This box used extra wood I had laying around from prior projects. For the cherry box, I spent a fair bit of time making sure everything was square and shot the ends. I wanted to make the best half blind dovetails I could and my thinking is the more square everything is, the easier it will be. Roughly, the box is 12" long by 4 inches high by six inches deep. With 4 inch wide stock, I would normally make three dovetails. However, since I was thawing through one of them to make the top, I thought it might be better to do with two wider dovetails. What sealed it was that two dovetails resulted in dovetails that were roughly as wide as a tea bag. I thought that little design element was a happy coincidence so two dovetails it would be.
To help transfer the tails onto the pins, or should I say, make it easier for me, I ran a 1/16" deep rebate on the sides that would house the pins. After cutting out the dovetails, I carefully made sure everything was square. Some minor paring was needed but all in all things were looking good.
I wanted to use half blind dovetails so that way when you looked at the box from the front it was just plain wood. As you saw it from the side it was then you saw the dovetails. I thought this would be a nice thing for this particular build.
Transferring the tails onto the pins went well. Using the rebate really helps give a strong registration. For cutting half blind dovetails, I don't cut right up to the line. I leave quite a bit of waste and then chisel to the line as I remove the wasted. I did each one all the way through before moving onto the next one so I could learn from each. One of the challenges I have had in the past and still have now is that despite careful measuring and slow was remove (so I don't move the knife line), I still end up with a gap in the back of the dovetail where it meets at 90 degrees. I used a mini engineering square to see if I couldn't find an obvious error but not really. I'm still not sure why I get this gap. It bothers me but I guess I just need to keep making more and I will eventually sort it out. In 1Q22, I plan to spend at month or two just practicing dovetails. I know historically, not all dovetails were gap free but I want mine to be so I will spend time to sort out what little things I need to do to make them better.
Running the grooves was easily done with my small plough plane. I have used it enough where I am fairly comfortable in how it performs. Still need to be careful I don't angle the handle. With those grooves done, it was time to get the maple divider wood prepared.
The rough saw scrap figured maple I had was 3/4" thick. I wanted it to be 3/8" thick. After establishing two reference faces, I marked it up for thickness and planed away. I do look forward to the day when I own a bandsaw and can do it that way. Till then, I just use the tools I have to get the job done. I find it really helpful when thicknessing to on an angle on the side plane down to close to the line. That way, when removing the middle waste, I can more easily see when I am close to proper thickness. As with most of what I learned, this is something I picked up from Paul Sellers.
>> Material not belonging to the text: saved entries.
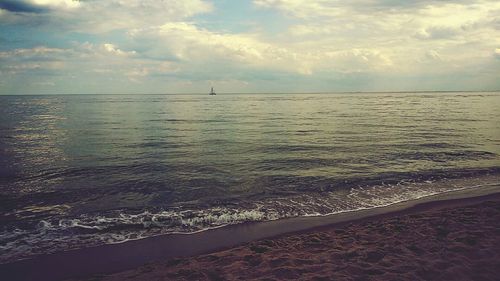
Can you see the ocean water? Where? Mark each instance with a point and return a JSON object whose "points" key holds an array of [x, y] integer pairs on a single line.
{"points": [[84, 170]]}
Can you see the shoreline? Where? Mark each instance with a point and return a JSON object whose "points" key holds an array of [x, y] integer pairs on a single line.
{"points": [[111, 258]]}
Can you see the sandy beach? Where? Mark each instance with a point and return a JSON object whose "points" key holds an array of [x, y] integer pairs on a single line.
{"points": [[442, 240]]}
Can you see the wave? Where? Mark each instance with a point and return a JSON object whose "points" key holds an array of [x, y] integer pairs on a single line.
{"points": [[117, 226]]}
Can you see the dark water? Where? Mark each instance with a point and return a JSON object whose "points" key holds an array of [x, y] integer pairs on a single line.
{"points": [[78, 171]]}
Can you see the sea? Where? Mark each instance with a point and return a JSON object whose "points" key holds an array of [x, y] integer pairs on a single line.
{"points": [[79, 171]]}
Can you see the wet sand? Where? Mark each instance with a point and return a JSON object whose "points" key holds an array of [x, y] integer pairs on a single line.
{"points": [[441, 240], [445, 234]]}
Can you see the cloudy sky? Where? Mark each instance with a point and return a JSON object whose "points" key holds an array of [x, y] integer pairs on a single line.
{"points": [[186, 46]]}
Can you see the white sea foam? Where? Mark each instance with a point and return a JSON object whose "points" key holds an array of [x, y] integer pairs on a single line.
{"points": [[118, 227]]}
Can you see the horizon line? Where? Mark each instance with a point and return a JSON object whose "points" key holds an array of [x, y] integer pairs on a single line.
{"points": [[262, 93]]}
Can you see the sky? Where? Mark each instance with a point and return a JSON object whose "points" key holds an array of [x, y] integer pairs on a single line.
{"points": [[188, 46]]}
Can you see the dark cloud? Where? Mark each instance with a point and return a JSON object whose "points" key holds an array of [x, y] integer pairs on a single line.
{"points": [[18, 6]]}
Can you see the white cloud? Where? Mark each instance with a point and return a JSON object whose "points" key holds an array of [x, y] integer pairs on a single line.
{"points": [[91, 16]]}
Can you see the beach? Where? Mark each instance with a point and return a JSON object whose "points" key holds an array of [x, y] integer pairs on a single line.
{"points": [[97, 187], [444, 240]]}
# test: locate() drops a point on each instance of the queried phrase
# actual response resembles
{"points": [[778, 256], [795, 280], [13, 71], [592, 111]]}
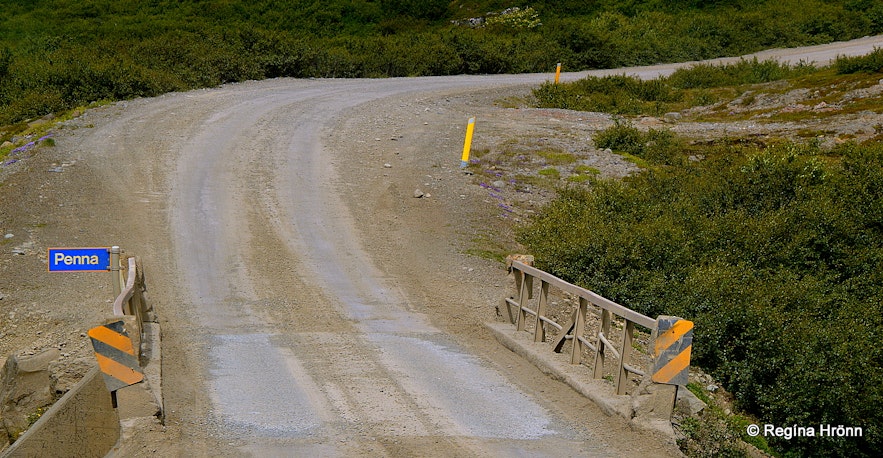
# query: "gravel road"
{"points": [[310, 304]]}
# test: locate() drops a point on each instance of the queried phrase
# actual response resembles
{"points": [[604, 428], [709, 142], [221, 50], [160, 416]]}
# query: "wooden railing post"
{"points": [[628, 333], [579, 327], [524, 295], [539, 333], [600, 346]]}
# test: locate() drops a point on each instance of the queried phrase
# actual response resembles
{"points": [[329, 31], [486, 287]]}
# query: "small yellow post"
{"points": [[467, 144]]}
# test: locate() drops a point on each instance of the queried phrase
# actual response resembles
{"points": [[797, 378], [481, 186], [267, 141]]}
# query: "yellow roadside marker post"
{"points": [[467, 144]]}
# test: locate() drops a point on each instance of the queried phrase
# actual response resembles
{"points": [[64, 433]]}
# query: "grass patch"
{"points": [[554, 157]]}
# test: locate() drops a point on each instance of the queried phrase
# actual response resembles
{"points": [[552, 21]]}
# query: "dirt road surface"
{"points": [[311, 305]]}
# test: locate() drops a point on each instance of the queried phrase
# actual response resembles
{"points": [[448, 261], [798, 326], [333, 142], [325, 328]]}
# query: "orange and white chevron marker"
{"points": [[116, 357], [674, 341]]}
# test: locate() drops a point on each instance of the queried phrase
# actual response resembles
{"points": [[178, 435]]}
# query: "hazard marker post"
{"points": [[467, 144], [116, 355], [671, 350]]}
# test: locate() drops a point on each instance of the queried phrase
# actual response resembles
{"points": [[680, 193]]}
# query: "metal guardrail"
{"points": [[599, 345]]}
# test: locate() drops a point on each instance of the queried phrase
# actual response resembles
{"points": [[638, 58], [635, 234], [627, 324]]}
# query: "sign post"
{"points": [[80, 259]]}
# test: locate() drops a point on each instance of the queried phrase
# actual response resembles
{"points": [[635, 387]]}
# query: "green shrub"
{"points": [[871, 63], [776, 256]]}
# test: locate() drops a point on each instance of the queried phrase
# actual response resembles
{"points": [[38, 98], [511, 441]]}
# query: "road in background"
{"points": [[283, 336]]}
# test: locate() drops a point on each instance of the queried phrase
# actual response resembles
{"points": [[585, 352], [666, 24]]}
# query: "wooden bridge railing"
{"points": [[575, 329]]}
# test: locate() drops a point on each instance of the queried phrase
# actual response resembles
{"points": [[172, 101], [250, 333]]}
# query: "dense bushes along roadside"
{"points": [[56, 55], [776, 254]]}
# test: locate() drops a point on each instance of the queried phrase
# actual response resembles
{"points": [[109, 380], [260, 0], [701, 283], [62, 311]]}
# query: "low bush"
{"points": [[775, 254], [871, 63]]}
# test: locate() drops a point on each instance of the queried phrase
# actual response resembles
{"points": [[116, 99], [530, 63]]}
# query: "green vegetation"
{"points": [[685, 88], [56, 55], [775, 252]]}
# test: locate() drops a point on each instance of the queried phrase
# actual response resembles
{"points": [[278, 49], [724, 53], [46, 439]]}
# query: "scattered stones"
{"points": [[25, 386], [687, 403]]}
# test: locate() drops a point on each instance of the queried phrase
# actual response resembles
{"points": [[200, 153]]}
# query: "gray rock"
{"points": [[24, 387], [687, 403]]}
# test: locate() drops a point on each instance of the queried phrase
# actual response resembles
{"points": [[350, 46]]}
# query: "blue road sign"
{"points": [[79, 259]]}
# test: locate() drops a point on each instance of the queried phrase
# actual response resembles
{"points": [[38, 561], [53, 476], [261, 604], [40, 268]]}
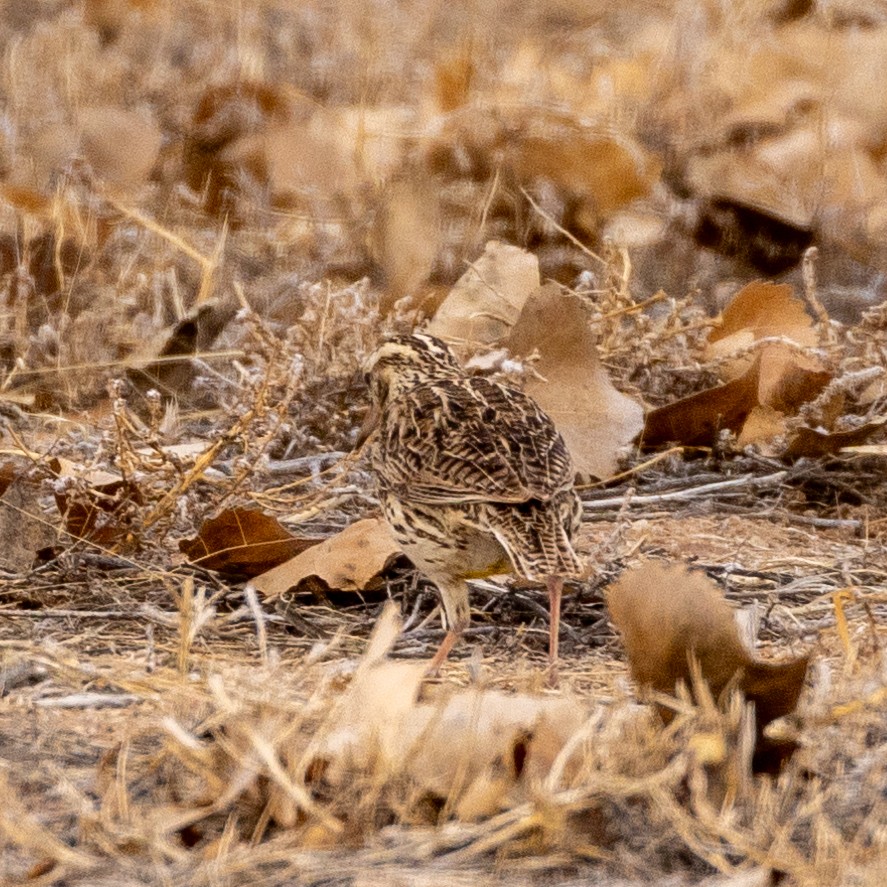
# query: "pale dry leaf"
{"points": [[595, 419], [23, 528], [762, 425], [243, 542], [349, 561], [866, 450], [487, 300]]}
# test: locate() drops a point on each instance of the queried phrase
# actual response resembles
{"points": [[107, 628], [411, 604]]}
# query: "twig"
{"points": [[748, 480], [90, 700]]}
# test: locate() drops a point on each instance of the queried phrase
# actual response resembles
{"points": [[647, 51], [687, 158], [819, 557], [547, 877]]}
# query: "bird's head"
{"points": [[402, 362]]}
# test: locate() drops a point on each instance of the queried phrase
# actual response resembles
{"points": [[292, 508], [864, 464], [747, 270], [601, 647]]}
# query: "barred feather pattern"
{"points": [[473, 477]]}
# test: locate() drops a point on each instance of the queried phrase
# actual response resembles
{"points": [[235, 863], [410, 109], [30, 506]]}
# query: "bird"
{"points": [[473, 479]]}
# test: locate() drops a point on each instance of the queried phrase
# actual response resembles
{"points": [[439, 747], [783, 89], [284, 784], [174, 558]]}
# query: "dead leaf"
{"points": [[814, 442], [406, 237], [472, 747], [779, 379], [668, 615], [93, 502], [758, 311], [697, 420], [453, 76], [121, 146], [487, 300], [243, 542], [762, 426], [350, 561], [867, 450], [595, 419], [153, 368]]}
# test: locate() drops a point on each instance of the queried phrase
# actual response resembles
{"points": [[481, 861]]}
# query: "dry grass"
{"points": [[156, 726]]}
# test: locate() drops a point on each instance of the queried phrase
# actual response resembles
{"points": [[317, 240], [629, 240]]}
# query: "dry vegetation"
{"points": [[209, 214]]}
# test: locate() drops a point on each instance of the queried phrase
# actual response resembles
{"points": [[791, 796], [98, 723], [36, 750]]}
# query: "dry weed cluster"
{"points": [[664, 220]]}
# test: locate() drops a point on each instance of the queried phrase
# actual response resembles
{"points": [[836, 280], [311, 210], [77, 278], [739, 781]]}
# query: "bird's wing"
{"points": [[471, 440]]}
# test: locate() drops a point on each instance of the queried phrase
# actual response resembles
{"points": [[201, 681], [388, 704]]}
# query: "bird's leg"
{"points": [[454, 597], [555, 587]]}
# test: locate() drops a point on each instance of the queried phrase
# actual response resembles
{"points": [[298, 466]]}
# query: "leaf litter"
{"points": [[199, 247]]}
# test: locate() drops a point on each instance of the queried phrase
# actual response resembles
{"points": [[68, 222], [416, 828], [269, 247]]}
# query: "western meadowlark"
{"points": [[473, 478]]}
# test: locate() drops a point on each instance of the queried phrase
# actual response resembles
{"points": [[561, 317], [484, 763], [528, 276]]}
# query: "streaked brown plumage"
{"points": [[473, 477]]}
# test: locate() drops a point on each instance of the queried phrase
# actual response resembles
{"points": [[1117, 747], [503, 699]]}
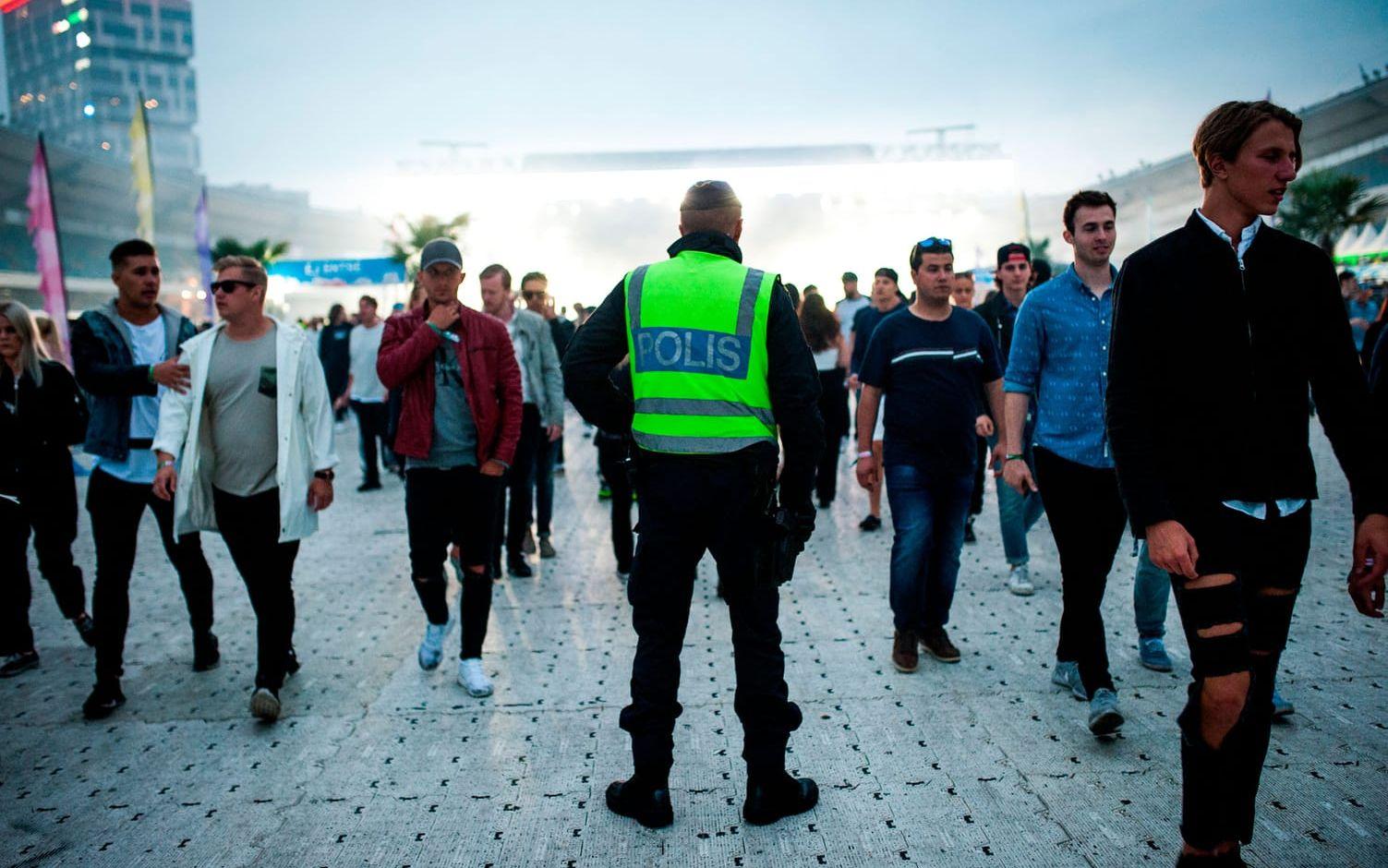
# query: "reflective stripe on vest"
{"points": [[697, 336]]}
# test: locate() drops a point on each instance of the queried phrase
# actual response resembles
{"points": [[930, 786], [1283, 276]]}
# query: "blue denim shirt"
{"points": [[1061, 356]]}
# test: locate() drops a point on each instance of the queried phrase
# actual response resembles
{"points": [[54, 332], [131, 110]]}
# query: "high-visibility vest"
{"points": [[695, 330]]}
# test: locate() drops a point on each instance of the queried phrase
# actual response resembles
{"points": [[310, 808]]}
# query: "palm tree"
{"points": [[262, 248], [408, 237], [1324, 203]]}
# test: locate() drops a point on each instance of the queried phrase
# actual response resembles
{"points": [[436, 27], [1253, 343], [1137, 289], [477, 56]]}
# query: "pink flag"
{"points": [[43, 229]]}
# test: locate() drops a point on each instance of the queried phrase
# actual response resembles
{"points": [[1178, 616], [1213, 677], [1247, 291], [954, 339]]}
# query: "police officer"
{"points": [[718, 363]]}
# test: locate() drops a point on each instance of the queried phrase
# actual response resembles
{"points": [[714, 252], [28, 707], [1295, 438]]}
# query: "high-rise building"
{"points": [[78, 69]]}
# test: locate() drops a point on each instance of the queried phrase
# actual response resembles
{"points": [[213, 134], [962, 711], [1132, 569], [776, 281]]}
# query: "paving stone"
{"points": [[378, 763]]}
With the maple made with thickness, I cut it to length and width. I am proud to say to say that by hand I can get the wood so that it feels all to be the same width and length when stacked up. As best I can tell, this means there is less than a 64th in variation. Not bad for hand tools. Cutting the dados was straight forward and I got nice tight self supporting fits on 5 of the six housing dados. The sixth wasn't self supporting in terms of snugness.
I have a lot of 1/4" cherry faced plywood so I cut that to fit the top and bottom. After doing a dry run, I did the full glue up. There were two things I was a little concerned about: getting the dividers flat to the bottom plywood and interior glue squeeze out. Since I am sawing off the top, I can't see if there is an error. The dry assembly was very helpful as it let me work through some assembly challenges The glue up itself went well. I used a lot of clamps to get everything snug. In the next post, I will saw the box open and see if anything moved or not.
I love that shallow rabbet trick for dovetails. Think I first read that from a Schwarz article or book.
ReplyDeleteIt is a very handy technique. I think I first saw it by Kevin Drake (Glen Drake Tool Co) at a Lie Nielsen tool show when I first started woodworking.
DeleteI am currently making the Krenov style wall cabinet shown in the the Feb 2022 Popular Woodworking and I used a 1/8th inch deep one. I got excellent registration when transferring the tails.